Summoning the Holy Sword - Chapter 362
Babak 362: Upacara Penutupan (3/3)
Penerjemah: AtlasStudios Editor: AtlasStudios
Itu adalah adegan yang tak terlupakan.
Setelah ledakan, asap tebal mengepul Golden City. Api membakar menghancurkan bangunan sementara warga sipil berteriak dan menangis, menyeret orang-orang yang mereka cintai untuk melarikan diri dari tanah yang dulunya ramai ini. Di belakang mereka ada puluhan ribu Legiun Undead, dan di langit, Naga Hitam berputar-putar di antara awan-awan, menodai dunia dengan aura gelapnya. Seolah setetes tinta jatuh ke danau biru jernih, menghasilkan serangkaian riak yang menyebar di seluruh danau, mencemari dengan kegelapan pekat. Bahkan sinar matahari terbagi dan ditutupi oleh tirai tebal racun.
Rhode berdiri di peron dan mengingat kembali kenangan masa lalunya. Saat itu, dia masih pemain biasa dan tidak pernah berpikir bahwa game online akan sangat realistis. Untuk melawan invasi Naga Hitam, banyak pemain yang bersekutu dengan Kerajaan Munn jatuh dalam pertempuran satu demi satu, menyebabkan level mereka turun secara drastis. Pada akhirnya, mereka tidak bisa menghentikan Naga Hitam dan kemajuan Legiun Mayat Hidup. Mereka bahkan tidak bisa melindungi tanah air mereka …
Kembali di forum, banyak pemain berpikir bahwa acara ini dimaksudkan untuk bermain seperti ini. Pada titik waktu itu, level pemain level tertinggi hanya sekitar level 50 sedangkan massa reguler di Legiun Undead berada di sekitar level 40; bahkan pemimpin yang memimpin legiun adalah monster di atas level 60. Dengan perbedaan besar dalam kekuatan dan level, kekalahan para pemain tidak terhindarkan.

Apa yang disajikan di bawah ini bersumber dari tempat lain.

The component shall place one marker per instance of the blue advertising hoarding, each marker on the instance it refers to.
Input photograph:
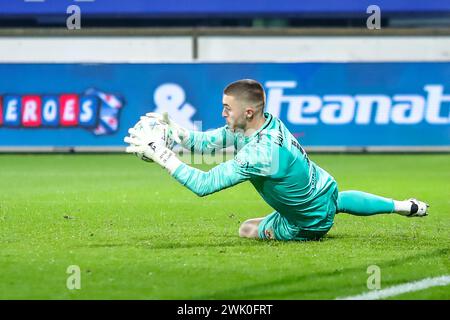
(322, 104)
(207, 8)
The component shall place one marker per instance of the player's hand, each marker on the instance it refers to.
(176, 132)
(150, 147)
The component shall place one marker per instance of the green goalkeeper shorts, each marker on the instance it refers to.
(276, 226)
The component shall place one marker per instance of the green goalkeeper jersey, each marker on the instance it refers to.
(277, 166)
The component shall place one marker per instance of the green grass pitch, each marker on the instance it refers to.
(136, 233)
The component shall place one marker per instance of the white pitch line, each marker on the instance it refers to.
(401, 288)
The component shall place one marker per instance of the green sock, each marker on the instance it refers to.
(361, 203)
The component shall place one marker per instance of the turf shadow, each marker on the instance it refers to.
(277, 288)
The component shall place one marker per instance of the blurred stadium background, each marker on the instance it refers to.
(343, 76)
(336, 83)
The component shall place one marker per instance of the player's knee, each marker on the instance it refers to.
(248, 229)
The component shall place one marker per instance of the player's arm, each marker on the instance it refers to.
(247, 162)
(197, 141)
(203, 183)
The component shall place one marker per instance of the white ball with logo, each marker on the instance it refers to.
(152, 127)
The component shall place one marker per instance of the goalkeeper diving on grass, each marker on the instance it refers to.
(304, 196)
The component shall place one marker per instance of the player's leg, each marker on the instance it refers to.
(365, 204)
(249, 228)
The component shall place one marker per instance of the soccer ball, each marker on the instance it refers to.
(152, 127)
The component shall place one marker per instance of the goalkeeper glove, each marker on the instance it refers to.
(152, 148)
(176, 132)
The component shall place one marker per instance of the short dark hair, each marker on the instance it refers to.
(249, 90)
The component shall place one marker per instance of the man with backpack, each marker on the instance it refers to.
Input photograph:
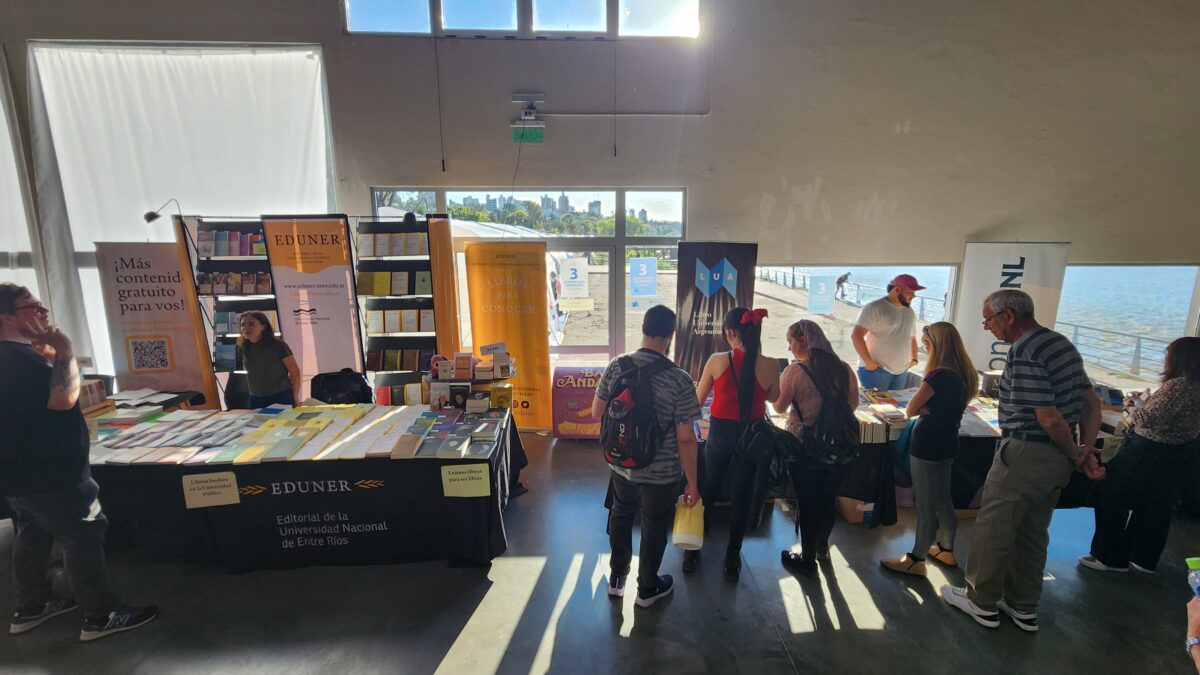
(648, 410)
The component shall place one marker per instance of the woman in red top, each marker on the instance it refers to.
(742, 381)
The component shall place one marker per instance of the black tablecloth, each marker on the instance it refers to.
(294, 514)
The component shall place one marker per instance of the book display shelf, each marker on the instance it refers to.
(394, 282)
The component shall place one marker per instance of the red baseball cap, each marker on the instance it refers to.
(906, 281)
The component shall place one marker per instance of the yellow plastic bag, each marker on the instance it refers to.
(689, 526)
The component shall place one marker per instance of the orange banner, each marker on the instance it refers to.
(508, 286)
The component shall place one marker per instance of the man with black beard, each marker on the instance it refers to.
(886, 336)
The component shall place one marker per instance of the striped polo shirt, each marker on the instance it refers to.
(1043, 371)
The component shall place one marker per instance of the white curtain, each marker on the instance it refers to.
(119, 130)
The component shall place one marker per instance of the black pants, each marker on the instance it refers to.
(816, 485)
(1143, 478)
(720, 463)
(655, 505)
(71, 515)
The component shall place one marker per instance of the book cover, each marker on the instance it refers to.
(391, 321)
(375, 359)
(391, 359)
(375, 322)
(382, 245)
(423, 359)
(382, 285)
(408, 359)
(423, 282)
(400, 284)
(365, 244)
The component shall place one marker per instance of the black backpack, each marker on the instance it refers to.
(629, 430)
(833, 437)
(342, 387)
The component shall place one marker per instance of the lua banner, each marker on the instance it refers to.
(154, 320)
(315, 292)
(508, 288)
(1036, 268)
(714, 278)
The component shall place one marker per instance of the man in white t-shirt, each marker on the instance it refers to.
(886, 336)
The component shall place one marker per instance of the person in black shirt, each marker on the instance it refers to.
(951, 382)
(45, 475)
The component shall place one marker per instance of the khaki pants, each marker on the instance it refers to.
(1008, 544)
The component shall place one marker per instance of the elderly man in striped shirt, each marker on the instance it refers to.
(1044, 398)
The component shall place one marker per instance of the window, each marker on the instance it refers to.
(665, 18)
(1122, 317)
(388, 16)
(654, 214)
(479, 15)
(532, 213)
(570, 16)
(395, 202)
(784, 291)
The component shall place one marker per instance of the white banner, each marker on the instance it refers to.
(315, 292)
(1036, 268)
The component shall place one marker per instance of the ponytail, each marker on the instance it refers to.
(749, 330)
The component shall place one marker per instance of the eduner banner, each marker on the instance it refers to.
(1036, 268)
(153, 320)
(507, 285)
(714, 278)
(313, 281)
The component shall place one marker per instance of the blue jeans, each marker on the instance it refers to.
(881, 378)
(281, 398)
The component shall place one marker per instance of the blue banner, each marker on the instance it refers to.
(821, 294)
(643, 278)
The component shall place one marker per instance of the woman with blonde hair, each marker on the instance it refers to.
(951, 382)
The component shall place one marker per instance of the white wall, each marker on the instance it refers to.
(840, 131)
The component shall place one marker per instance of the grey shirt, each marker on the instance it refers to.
(675, 402)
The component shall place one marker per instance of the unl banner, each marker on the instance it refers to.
(153, 320)
(315, 292)
(714, 278)
(507, 284)
(1036, 268)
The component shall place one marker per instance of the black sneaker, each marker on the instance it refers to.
(646, 597)
(616, 586)
(121, 619)
(798, 562)
(28, 619)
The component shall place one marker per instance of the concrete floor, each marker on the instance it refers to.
(543, 607)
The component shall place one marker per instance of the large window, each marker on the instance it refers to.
(785, 292)
(1122, 317)
(130, 127)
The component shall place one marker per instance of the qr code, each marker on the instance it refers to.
(149, 354)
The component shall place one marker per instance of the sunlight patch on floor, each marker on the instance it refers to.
(483, 641)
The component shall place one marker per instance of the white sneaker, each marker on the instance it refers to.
(1092, 563)
(1026, 621)
(957, 597)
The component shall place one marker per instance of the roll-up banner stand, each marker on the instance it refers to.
(1037, 268)
(154, 320)
(714, 278)
(313, 276)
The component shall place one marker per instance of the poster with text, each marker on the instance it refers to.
(1036, 268)
(315, 292)
(508, 287)
(153, 320)
(714, 278)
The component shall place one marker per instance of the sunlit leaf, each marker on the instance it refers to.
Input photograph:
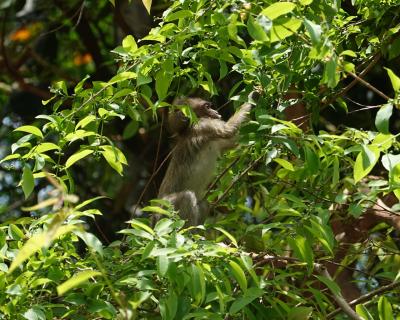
(239, 275)
(277, 9)
(31, 129)
(382, 118)
(27, 182)
(76, 280)
(78, 156)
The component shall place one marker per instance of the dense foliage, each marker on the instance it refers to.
(306, 211)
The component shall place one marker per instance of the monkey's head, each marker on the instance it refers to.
(178, 122)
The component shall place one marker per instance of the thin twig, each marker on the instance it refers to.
(368, 85)
(366, 297)
(342, 303)
(237, 179)
(220, 176)
(151, 179)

Adapun Rhode, dia adalah salah satu pemain dengan level tertinggi.
Untuk mencegah pasukan dari maju lebih jauh, dia sendirian bertempur di barak musuh tiga kali berturut-turut. Rhode berhasil dua kali dari tiga usahanya, tetapi ketika dia mencoba untuk keempat kalinya, sistem itu segera memberitahunya tentang sebuah pencarian dan dengan paksa dipindahkan ke benteng terakhir Golden City.

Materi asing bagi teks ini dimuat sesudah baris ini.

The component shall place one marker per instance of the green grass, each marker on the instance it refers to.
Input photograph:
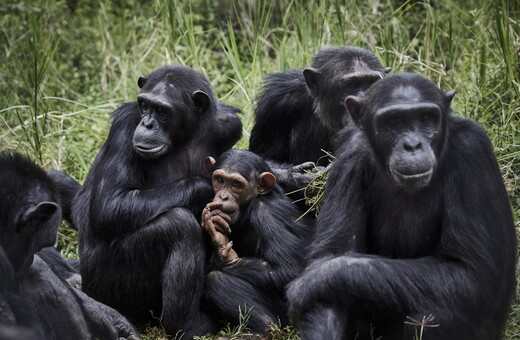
(65, 65)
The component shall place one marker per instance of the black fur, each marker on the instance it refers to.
(142, 249)
(36, 302)
(293, 124)
(385, 258)
(270, 244)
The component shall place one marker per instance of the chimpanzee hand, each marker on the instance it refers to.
(216, 223)
(297, 176)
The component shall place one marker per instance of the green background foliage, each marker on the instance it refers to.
(66, 64)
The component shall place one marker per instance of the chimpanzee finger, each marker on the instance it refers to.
(220, 224)
(218, 212)
(208, 223)
(213, 205)
(304, 166)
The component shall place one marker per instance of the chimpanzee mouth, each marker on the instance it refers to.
(149, 149)
(412, 182)
(413, 176)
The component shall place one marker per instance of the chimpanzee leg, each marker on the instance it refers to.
(227, 294)
(323, 322)
(127, 273)
(183, 279)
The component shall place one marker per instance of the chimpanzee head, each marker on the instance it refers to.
(172, 101)
(404, 118)
(29, 210)
(238, 177)
(336, 73)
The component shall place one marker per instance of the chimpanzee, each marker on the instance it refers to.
(39, 301)
(416, 230)
(265, 249)
(142, 249)
(300, 111)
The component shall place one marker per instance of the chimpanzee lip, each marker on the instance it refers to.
(414, 176)
(149, 150)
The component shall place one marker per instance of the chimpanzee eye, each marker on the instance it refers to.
(392, 123)
(144, 107)
(426, 118)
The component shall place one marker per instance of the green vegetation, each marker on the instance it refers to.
(66, 64)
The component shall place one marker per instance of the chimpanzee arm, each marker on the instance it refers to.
(279, 244)
(344, 204)
(477, 246)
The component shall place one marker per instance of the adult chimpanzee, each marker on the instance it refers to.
(416, 229)
(264, 251)
(300, 111)
(141, 247)
(39, 301)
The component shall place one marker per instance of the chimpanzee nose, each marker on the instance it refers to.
(148, 122)
(412, 143)
(224, 196)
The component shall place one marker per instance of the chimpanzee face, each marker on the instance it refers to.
(336, 74)
(168, 116)
(234, 190)
(405, 127)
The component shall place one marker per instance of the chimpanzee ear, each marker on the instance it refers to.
(37, 215)
(354, 105)
(209, 161)
(141, 81)
(200, 100)
(450, 94)
(268, 180)
(312, 79)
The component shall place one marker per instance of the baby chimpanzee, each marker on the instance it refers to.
(264, 251)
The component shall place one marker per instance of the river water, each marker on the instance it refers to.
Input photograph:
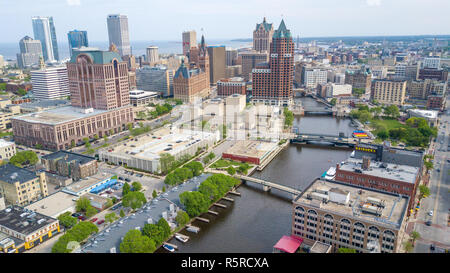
(256, 220)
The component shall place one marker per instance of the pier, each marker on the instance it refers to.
(202, 219)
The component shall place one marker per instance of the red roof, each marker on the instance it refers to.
(289, 244)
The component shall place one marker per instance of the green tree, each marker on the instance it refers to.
(67, 220)
(110, 217)
(182, 218)
(135, 242)
(346, 250)
(231, 170)
(136, 186)
(134, 200)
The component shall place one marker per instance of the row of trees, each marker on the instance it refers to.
(77, 234)
(146, 241)
(210, 190)
(180, 175)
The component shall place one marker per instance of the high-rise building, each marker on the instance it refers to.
(50, 83)
(262, 36)
(272, 82)
(118, 33)
(250, 60)
(30, 51)
(77, 39)
(217, 63)
(152, 54)
(389, 91)
(189, 40)
(44, 31)
(157, 79)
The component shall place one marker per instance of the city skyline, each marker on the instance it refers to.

Benteng ini awalnya merupakan tempat paling suci di Kota Emas. Namun, kecantikan yang tersisa, sekarang hanyalah bagian dari masa lalunya. Mayat ditumpuk di halaman, dan bercak darah segar menodai dinding benteng.

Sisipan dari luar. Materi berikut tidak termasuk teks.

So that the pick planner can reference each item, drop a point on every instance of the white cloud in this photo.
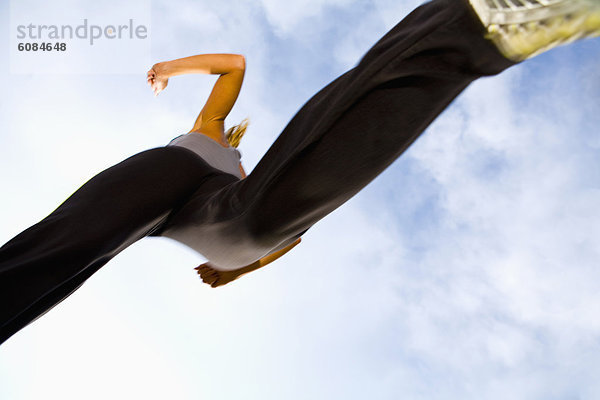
(474, 278)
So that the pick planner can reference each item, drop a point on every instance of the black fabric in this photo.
(337, 143)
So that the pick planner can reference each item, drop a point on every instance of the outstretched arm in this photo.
(217, 278)
(231, 67)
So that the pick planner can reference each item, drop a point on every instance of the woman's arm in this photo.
(202, 64)
(217, 278)
(231, 67)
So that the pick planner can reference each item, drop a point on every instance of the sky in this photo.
(467, 270)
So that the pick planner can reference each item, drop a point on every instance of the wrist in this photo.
(163, 69)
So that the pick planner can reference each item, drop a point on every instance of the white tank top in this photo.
(226, 159)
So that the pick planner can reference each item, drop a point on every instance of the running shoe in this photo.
(521, 29)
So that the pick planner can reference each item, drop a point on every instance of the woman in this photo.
(338, 142)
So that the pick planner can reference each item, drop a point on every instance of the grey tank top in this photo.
(226, 159)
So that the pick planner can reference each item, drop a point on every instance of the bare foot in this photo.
(216, 278)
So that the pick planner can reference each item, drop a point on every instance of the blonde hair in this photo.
(235, 133)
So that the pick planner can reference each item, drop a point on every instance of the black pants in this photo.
(338, 142)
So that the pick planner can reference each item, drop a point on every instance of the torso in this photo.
(214, 152)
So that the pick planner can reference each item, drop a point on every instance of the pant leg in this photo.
(45, 263)
(355, 127)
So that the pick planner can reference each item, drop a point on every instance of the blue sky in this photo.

Dan pada saat itu, Rhode mendengar suara langkah kaki datang dari belakang.
Rhode menoleh dan melihat Lydia perlahan berjalan ke arahnya. Gaun yang dia kenakan putih bersih dan memiliki sutra emas tipis berkilauan yang ditenun dengan benang perak yang dengan jelas menyoroti otoritasnya. Di pinggangnya, dua pedang seindah dan seanggun dirinya tergantung bebas.
“Ini negara saya, dan negara saya adalah tanggung jawab saya. Siapa pun yang tinggal di negara saya adalah harta saya yang berharga, dan hanya saya yang memiliki hak untuk menentukan nasib hidup mereka. Atas nama Raja Kerajaan Munn, dengarkan dekrit terakhirku! Anda masing-masing tidak hanya hidup untuk diri sendiri, tetapi juga untuk saya. Lindungi orang-orang ketika mereka pergi karena itu adalah perintah terakhir saya. Perhatikan kata-kataku – bahkan sampai nafas terakhirku, aku tidak akan membiarkan Naga Gelap merenggut nyawa bangsaku tanpa seizinku. ”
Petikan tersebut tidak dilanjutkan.